Pyrrhae Regio

3D anaglyph of the Pyrrhae Regio region on Mars. Credit: ESA/DLR/FU Berlin, CC BY-SA 3.0 IGO. Click to enlarge.

November 20, 2020

Water features?

A recent Picture of the Day discussed what planetary scientists referred to as fossilized mineral springs on Mars. The structures were compared by NASA to dried-up Australian geological features, suggesting that they both are born of similar circumstances.

In the image at the top of the page, the anaglyph helps to illustrate how a large chunk of the Martian landscape has, apparently, “collapsed” because the water and ice that supported it drained away. That is how the European Space Agency sees it.

The largest crater in the upper left is about 40 kilometers in diameter, with fractures and fissures that are conventionally thought to form after impact, when the molten rock cooled and contracted. Almost everything to the left in this image is thought to be due to molten rock and explosions.

On the right is what Mars investigators call “chaos”, or “chaotic terrain”. As the label implies, it is irregular and “jumbled”, because it was formed by the subsidence of chasms and caverns that were once filled with water ice. The ice melted in response to the heat generated by (presumed) multiple impact scenarios.

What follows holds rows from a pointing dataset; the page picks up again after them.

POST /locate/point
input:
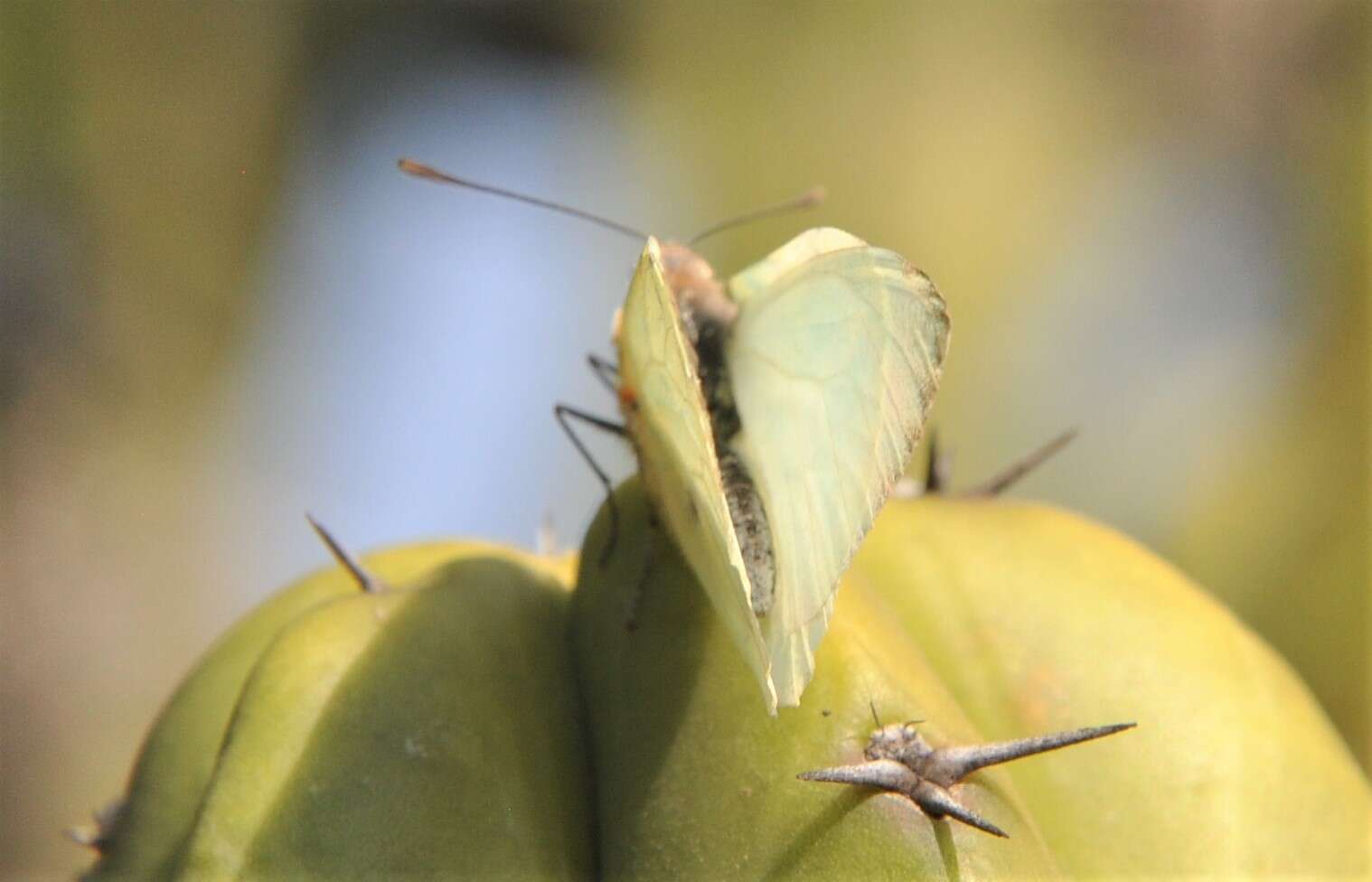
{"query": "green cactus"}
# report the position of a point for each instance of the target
(427, 728)
(476, 720)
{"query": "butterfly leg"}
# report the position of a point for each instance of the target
(606, 371)
(561, 413)
(996, 484)
(939, 474)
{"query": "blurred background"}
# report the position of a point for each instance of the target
(221, 305)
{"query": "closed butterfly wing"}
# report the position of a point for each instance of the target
(834, 361)
(670, 427)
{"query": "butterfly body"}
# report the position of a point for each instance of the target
(771, 415)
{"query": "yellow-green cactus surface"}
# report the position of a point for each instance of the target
(476, 720)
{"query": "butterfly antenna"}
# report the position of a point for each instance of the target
(808, 199)
(429, 174)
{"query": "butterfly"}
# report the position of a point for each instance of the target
(771, 415)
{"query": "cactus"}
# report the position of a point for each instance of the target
(476, 720)
(347, 734)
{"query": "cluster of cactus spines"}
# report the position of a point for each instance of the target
(899, 760)
(97, 836)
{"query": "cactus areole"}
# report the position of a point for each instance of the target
(457, 711)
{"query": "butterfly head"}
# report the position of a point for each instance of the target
(694, 286)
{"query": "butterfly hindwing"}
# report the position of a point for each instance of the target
(834, 361)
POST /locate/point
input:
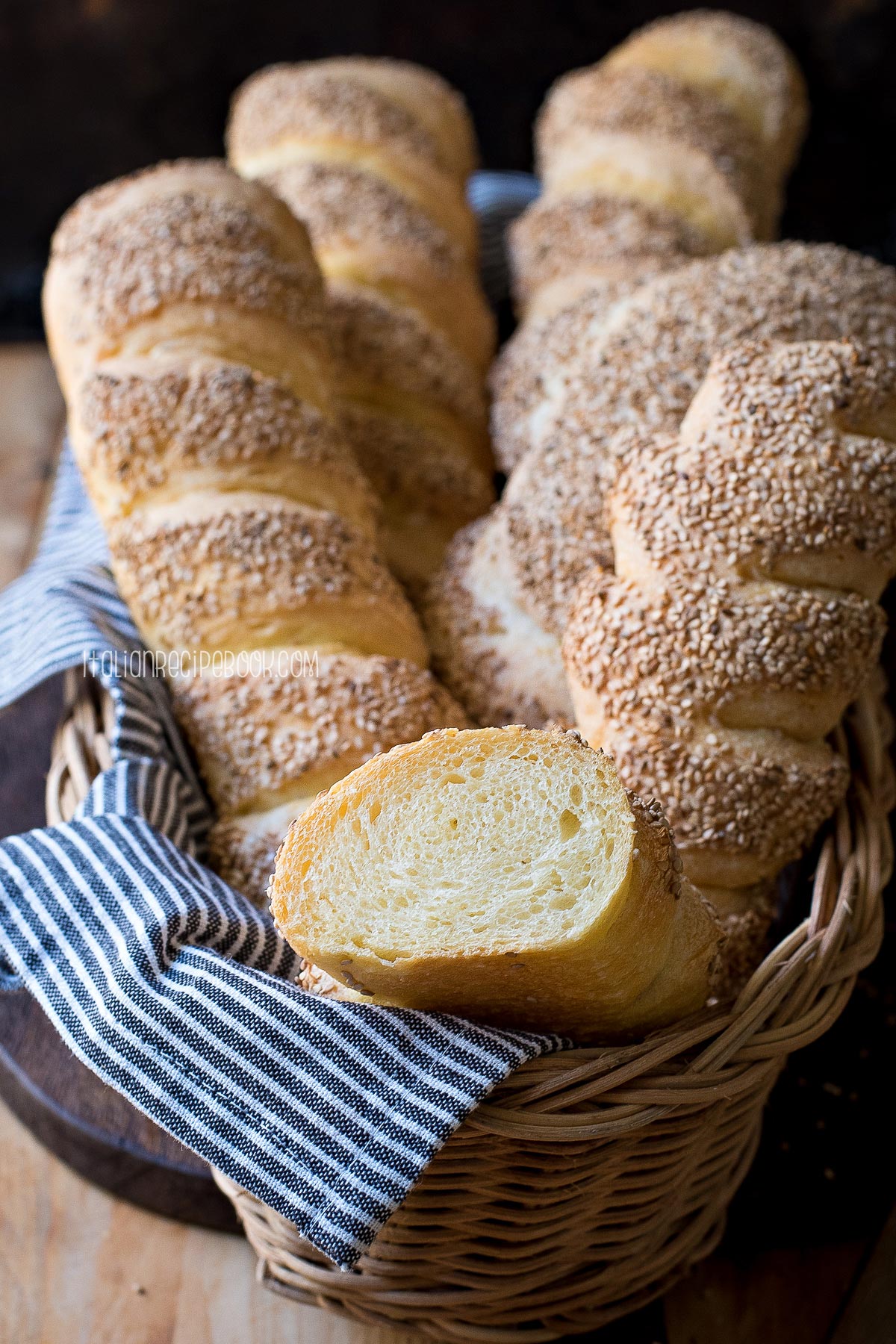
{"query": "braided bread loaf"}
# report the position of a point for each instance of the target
(675, 146)
(187, 322)
(750, 553)
(374, 158)
(640, 367)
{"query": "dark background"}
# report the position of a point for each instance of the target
(94, 87)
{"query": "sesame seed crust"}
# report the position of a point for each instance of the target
(257, 737)
(347, 208)
(741, 621)
(741, 811)
(388, 344)
(176, 235)
(243, 859)
(528, 378)
(783, 455)
(635, 102)
(706, 47)
(697, 650)
(644, 369)
(218, 579)
(615, 242)
(144, 426)
(323, 100)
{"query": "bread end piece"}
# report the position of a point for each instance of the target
(499, 874)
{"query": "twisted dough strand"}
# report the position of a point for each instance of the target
(750, 551)
(675, 146)
(374, 156)
(187, 320)
(637, 370)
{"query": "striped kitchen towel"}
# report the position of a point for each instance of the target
(173, 988)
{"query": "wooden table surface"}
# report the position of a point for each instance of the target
(78, 1266)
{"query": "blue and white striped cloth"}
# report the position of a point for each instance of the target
(173, 988)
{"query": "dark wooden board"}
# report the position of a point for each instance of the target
(81, 1120)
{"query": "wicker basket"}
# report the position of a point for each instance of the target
(590, 1180)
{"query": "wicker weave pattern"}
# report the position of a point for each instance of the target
(590, 1180)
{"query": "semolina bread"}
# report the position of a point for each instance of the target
(500, 874)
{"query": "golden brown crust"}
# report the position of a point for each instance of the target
(186, 237)
(742, 63)
(258, 737)
(347, 99)
(739, 626)
(382, 346)
(426, 492)
(528, 378)
(243, 859)
(756, 653)
(155, 429)
(633, 125)
(645, 367)
(600, 240)
(366, 233)
(255, 571)
(785, 463)
(741, 806)
(379, 116)
(494, 658)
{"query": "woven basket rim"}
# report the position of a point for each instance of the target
(601, 1092)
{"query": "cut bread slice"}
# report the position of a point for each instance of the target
(500, 874)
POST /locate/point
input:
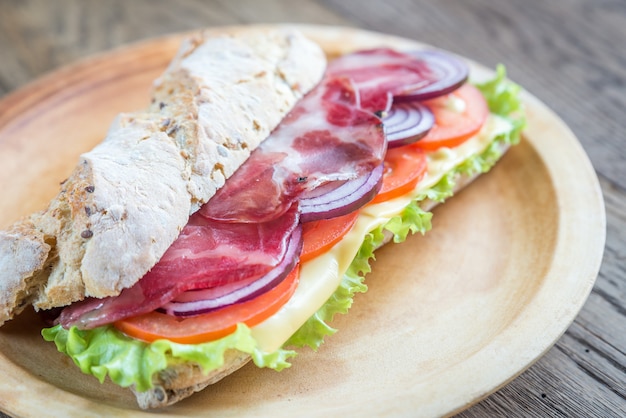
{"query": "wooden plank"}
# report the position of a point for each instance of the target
(569, 53)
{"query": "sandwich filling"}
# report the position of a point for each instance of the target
(325, 284)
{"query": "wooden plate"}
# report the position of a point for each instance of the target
(449, 317)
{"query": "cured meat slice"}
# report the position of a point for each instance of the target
(206, 254)
(379, 74)
(326, 139)
(332, 136)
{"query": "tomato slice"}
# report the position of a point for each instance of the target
(212, 325)
(320, 236)
(453, 127)
(404, 167)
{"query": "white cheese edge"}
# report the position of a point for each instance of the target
(320, 277)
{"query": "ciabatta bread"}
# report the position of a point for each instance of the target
(128, 198)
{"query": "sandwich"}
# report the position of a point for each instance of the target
(235, 216)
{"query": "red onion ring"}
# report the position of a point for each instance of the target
(346, 198)
(406, 123)
(195, 306)
(450, 72)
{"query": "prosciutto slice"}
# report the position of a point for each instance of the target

Ice is not directly observed by the research team. The shape of the topography, particularly the fractured blocks and elevation drop, lead them to conclude that massive amounts of water-ice might be found on Mars. In the 3D anaglyph image at the top of the page, bizarre polygonal structures, thousands of parallel “cracks”, and multiple terraces are clearly visible. The fractured areas are not the signs of ice and water, they are the signs of electric arcs.

Mars was once the scene of powerful electric arcs that carved the planet’s surface. The energy released by plasma discharges took the form of sinuous rilles, flat-floored craters, “railroad track” patterns in canyons and craters, intersecting gullies with no debris inside them, giant mesas with Lichtenberg “whiskers” and steep-sided ravines wending through landscapes dotted with circular uplifts.

If Mars was the scene of planetary lightning bolts and not ice moving across the surface, should similar observations on Earth be reconsidered?